Um dos elementos mais significativos de toda esta Historia Animalium é o facto do autor adornar (quase) cada entrada com gravuras que já existiam antes e que ilustram cada animal. Por exemplo, a imagem acima, provavelmente uma das mais estranhas dos cinco volumes da obra, mostra um "cavalo do rio" - ou, como lhe chamamos hoje, um hipopótamo - a combater contra o seu grande inimigo, o crocodilo, provavelmente algures nas águas do Nilo. O primeiro animal pega no segundo pela cauda, atira-o ao ar e provavelmente vai bater com ele numas rochas, ou algo do género.

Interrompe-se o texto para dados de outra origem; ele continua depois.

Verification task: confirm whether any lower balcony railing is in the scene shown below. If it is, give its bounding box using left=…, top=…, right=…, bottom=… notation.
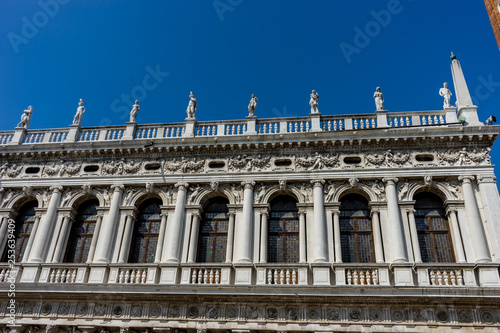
left=0, top=263, right=500, bottom=288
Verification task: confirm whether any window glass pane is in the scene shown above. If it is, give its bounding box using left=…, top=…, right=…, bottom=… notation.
left=418, top=234, right=436, bottom=262
left=64, top=199, right=99, bottom=263
left=129, top=198, right=162, bottom=263
left=415, top=192, right=455, bottom=262
left=267, top=195, right=299, bottom=263
left=340, top=194, right=375, bottom=263
left=197, top=197, right=229, bottom=263
left=358, top=234, right=375, bottom=262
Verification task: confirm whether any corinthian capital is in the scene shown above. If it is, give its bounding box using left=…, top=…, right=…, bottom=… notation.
left=241, top=180, right=255, bottom=190
left=458, top=176, right=475, bottom=184
left=311, top=179, right=325, bottom=188
left=382, top=177, right=399, bottom=186
left=174, top=182, right=189, bottom=191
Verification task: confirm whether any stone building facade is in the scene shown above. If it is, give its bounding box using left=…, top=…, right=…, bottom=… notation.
left=484, top=0, right=500, bottom=49
left=0, top=60, right=500, bottom=333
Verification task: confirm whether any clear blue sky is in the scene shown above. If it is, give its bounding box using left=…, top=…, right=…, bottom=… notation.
left=0, top=0, right=500, bottom=164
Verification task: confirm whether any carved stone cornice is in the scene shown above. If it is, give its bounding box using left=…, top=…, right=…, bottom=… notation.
left=458, top=175, right=476, bottom=184
left=382, top=177, right=399, bottom=186
left=311, top=179, right=325, bottom=188
left=241, top=180, right=255, bottom=190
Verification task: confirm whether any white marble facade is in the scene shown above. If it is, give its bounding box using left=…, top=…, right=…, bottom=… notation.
left=0, top=60, right=500, bottom=332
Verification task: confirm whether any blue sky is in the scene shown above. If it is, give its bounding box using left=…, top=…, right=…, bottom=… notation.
left=0, top=0, right=500, bottom=164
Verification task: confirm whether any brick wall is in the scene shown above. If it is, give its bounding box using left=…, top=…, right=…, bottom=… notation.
left=484, top=0, right=500, bottom=50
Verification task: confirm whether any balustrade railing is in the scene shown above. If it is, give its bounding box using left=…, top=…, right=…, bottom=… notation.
left=49, top=130, right=68, bottom=142
left=24, top=132, right=45, bottom=143
left=0, top=268, right=17, bottom=282
left=49, top=268, right=78, bottom=283
left=0, top=110, right=464, bottom=145
left=257, top=121, right=281, bottom=134
left=429, top=269, right=464, bottom=286
left=190, top=268, right=221, bottom=284
left=0, top=263, right=500, bottom=288
left=345, top=268, right=378, bottom=286
left=0, top=133, right=14, bottom=145
left=118, top=268, right=148, bottom=284
left=78, top=129, right=101, bottom=141
left=266, top=268, right=299, bottom=284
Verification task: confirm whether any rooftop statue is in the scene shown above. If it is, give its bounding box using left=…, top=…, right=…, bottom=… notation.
left=248, top=94, right=259, bottom=117
left=130, top=100, right=141, bottom=123
left=73, top=98, right=85, bottom=125
left=309, top=90, right=319, bottom=113
left=17, top=105, right=33, bottom=129
left=186, top=91, right=198, bottom=118
left=373, top=87, right=384, bottom=111
left=439, top=82, right=453, bottom=108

Esta gravura aparece no primeiro dos cinco volumes da obra, dedicado aos quadrúpedes vivíparos, mas depois a obra continua com os quadrúpedes ovíparos (volume II), pássaros (volume III), peixes e animais marinhos (volume IV) e cobras e escorpiões (um incompleto volume V). Cada um dos volumes tem informação sobre os animais dessas categorias, com referências bibliográficas da Antiguidade e mais recentes... o que é interessante, para quem quiser investigar como as informações relativas a dados animais foram evoluindo ao longo dos tempos, mas em determinados momentos da Historia Animalium começam então a encontrar-se coisas muito menos vulgares, como estas:
Do centro do topo e no sentido dos ponteiros do relógio, pode ser visto aqui uma Hidra (a de Lerna, famosa de um dos trabalhos de Hércules), uma Mantícora, um Unicórnio e um Sátiro. Conrad Gessner encara a primeira de estas quatro criaturas com enorme cepticismo, mas ainda assim a sua obra inclui-as - entre muitas outras figuras lendárias e mitológicas - e fala delas como se se tratassem de animais verdadeiros, que existem algures no nosso mundo. E é a partir desse ponto que também se pode perceber uma característica verdadeiramente impressionante de toda a obra...

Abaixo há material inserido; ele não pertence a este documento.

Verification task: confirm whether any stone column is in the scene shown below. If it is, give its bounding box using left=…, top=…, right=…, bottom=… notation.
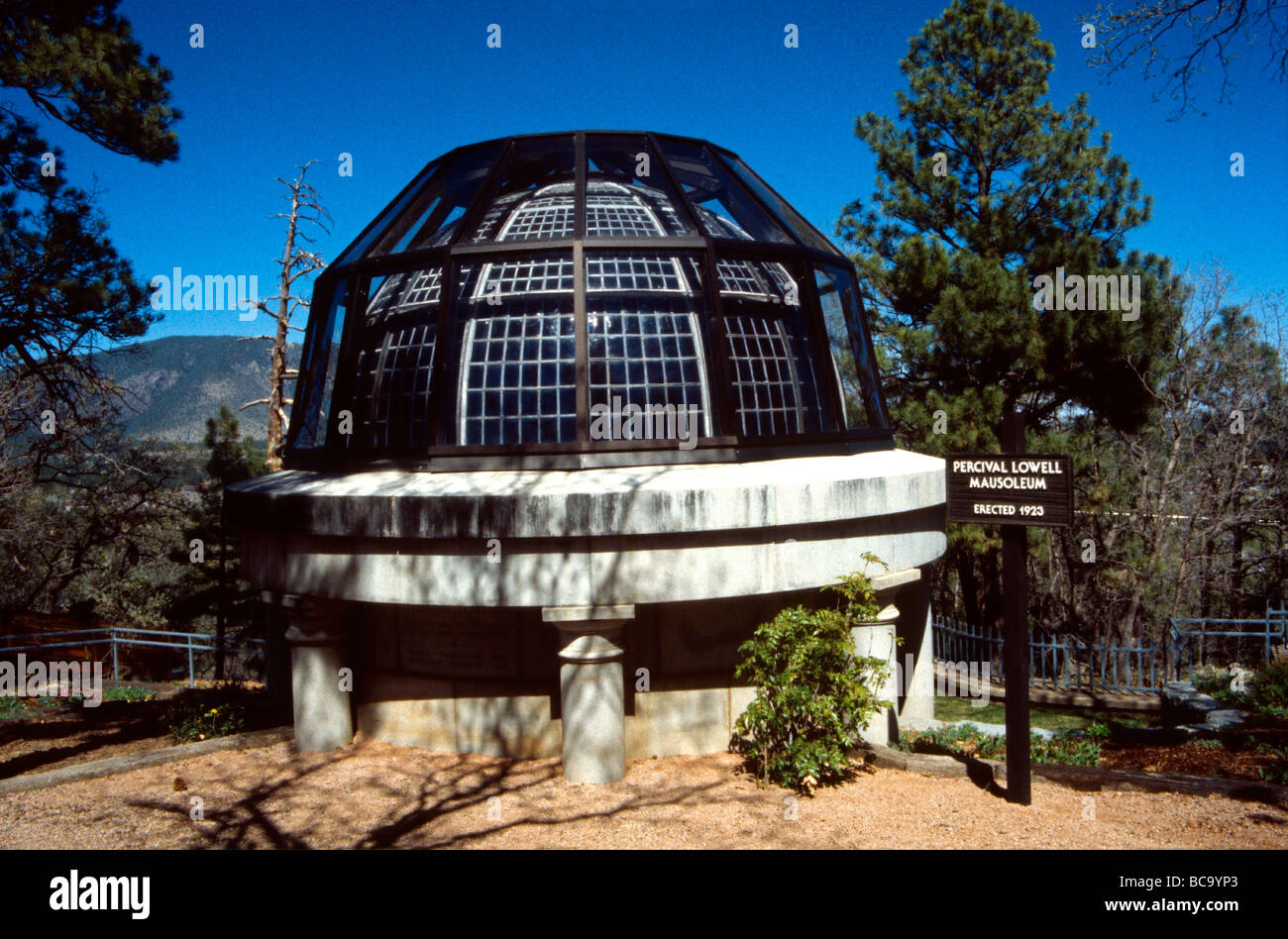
left=850, top=593, right=899, bottom=746
left=541, top=605, right=635, bottom=783
left=279, top=593, right=353, bottom=751
left=894, top=579, right=935, bottom=730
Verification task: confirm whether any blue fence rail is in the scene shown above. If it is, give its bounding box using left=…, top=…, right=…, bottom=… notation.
left=0, top=626, right=267, bottom=687
left=932, top=606, right=1288, bottom=694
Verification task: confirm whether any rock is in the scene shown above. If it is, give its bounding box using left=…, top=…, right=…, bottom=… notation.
left=1159, top=681, right=1224, bottom=725
left=1203, top=707, right=1248, bottom=730
left=1231, top=665, right=1254, bottom=694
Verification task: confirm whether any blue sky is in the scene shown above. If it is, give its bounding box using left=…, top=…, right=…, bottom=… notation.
left=42, top=0, right=1288, bottom=339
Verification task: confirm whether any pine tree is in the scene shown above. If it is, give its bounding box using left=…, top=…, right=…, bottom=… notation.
left=0, top=0, right=179, bottom=496
left=170, top=406, right=267, bottom=680
left=838, top=0, right=1180, bottom=631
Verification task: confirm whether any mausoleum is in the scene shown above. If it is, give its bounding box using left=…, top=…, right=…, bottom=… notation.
left=227, top=132, right=945, bottom=782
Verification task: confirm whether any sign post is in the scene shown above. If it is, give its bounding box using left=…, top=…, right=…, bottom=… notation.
left=944, top=412, right=1073, bottom=805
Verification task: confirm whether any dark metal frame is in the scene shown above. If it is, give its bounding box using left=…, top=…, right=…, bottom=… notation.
left=286, top=130, right=894, bottom=470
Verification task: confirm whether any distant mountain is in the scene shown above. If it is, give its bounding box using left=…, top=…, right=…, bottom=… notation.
left=98, top=336, right=300, bottom=443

Conforme já referido acima, as gravuras presentes na Historia Animalium não foram criadas para esta obra. Muitas delas já existiam antes, e.g. o nosso rinoceronte de Lisboa, e em muitos casos foram desenhadas por pessoas que nunca viram os animais que pretendiam desenhar na primeira pessoa. Mas, mesmo assim, para as espécies que ainda nos são conhecidas nos nossos dias, é possível constatar que os autores das gravuras foram capazes de desenhar relativamente bem cada criatura - até aquelas que não poderiam ter visto, por não existirem verdadeiramente, como as já mostradas acima!

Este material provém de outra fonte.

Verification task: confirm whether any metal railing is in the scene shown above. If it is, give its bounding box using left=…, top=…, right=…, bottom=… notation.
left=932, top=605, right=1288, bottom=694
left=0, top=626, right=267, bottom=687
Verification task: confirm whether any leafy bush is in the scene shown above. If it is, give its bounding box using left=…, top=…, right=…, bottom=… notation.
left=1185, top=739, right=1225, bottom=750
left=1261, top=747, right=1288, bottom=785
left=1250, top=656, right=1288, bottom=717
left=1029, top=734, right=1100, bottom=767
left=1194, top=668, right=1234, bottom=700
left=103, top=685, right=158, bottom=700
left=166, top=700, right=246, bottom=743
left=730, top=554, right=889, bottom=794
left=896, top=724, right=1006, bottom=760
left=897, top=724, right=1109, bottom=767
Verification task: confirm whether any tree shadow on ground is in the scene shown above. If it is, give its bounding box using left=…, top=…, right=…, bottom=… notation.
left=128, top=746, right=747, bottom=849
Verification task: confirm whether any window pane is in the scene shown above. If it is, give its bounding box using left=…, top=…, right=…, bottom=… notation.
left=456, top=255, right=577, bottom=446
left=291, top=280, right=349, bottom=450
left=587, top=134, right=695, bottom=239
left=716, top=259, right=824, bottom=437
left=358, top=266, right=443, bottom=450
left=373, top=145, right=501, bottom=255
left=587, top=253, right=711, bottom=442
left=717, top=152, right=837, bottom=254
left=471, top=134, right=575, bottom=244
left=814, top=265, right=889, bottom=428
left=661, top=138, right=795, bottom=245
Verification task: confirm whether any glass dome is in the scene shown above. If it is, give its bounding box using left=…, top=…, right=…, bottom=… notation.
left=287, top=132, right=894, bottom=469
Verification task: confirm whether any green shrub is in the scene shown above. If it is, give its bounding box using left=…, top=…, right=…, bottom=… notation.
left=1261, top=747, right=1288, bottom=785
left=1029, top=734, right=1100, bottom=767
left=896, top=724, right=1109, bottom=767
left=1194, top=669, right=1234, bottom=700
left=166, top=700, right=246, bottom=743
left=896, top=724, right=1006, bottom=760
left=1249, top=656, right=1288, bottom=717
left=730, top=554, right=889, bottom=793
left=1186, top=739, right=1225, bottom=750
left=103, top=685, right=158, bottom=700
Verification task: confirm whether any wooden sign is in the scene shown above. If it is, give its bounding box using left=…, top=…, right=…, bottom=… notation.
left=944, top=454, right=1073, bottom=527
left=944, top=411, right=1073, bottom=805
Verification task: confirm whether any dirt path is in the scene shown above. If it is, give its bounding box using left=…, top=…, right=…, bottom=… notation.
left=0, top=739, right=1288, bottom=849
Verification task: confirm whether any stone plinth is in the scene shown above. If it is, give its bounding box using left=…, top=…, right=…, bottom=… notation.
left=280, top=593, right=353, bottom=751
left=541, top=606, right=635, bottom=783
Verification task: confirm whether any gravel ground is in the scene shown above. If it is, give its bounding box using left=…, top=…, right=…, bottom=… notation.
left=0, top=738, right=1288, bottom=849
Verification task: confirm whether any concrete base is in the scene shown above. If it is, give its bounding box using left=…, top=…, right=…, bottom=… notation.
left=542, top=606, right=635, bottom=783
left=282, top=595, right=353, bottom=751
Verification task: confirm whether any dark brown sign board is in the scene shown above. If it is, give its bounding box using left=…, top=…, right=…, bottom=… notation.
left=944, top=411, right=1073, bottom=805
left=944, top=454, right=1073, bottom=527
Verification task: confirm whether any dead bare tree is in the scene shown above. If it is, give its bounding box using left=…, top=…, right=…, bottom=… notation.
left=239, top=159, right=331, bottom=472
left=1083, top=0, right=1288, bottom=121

Enfim, esta Historia Animalium, que é como quem diz "História dos Animais", de Conrad Gessner, é uma obra que parece valer a pena, quanto mais não seja pela beleza das gravuras. Lê-la nem sempre é simples - existe apenas em Latim, mas uma espécie de adaptação inglesa pode ser encontrada na History of the Four-footed Beasts and Serpents de Edward Topsell - mas é uma obra deliciosa para quem tiver algum interesse em temas como estes.
*- O título desta obra é partilhado por um texto de Aristóteles, mas convém deixar claro que, com excepção de partilharem uma ligação comum aos animais, são obras completamente distintas.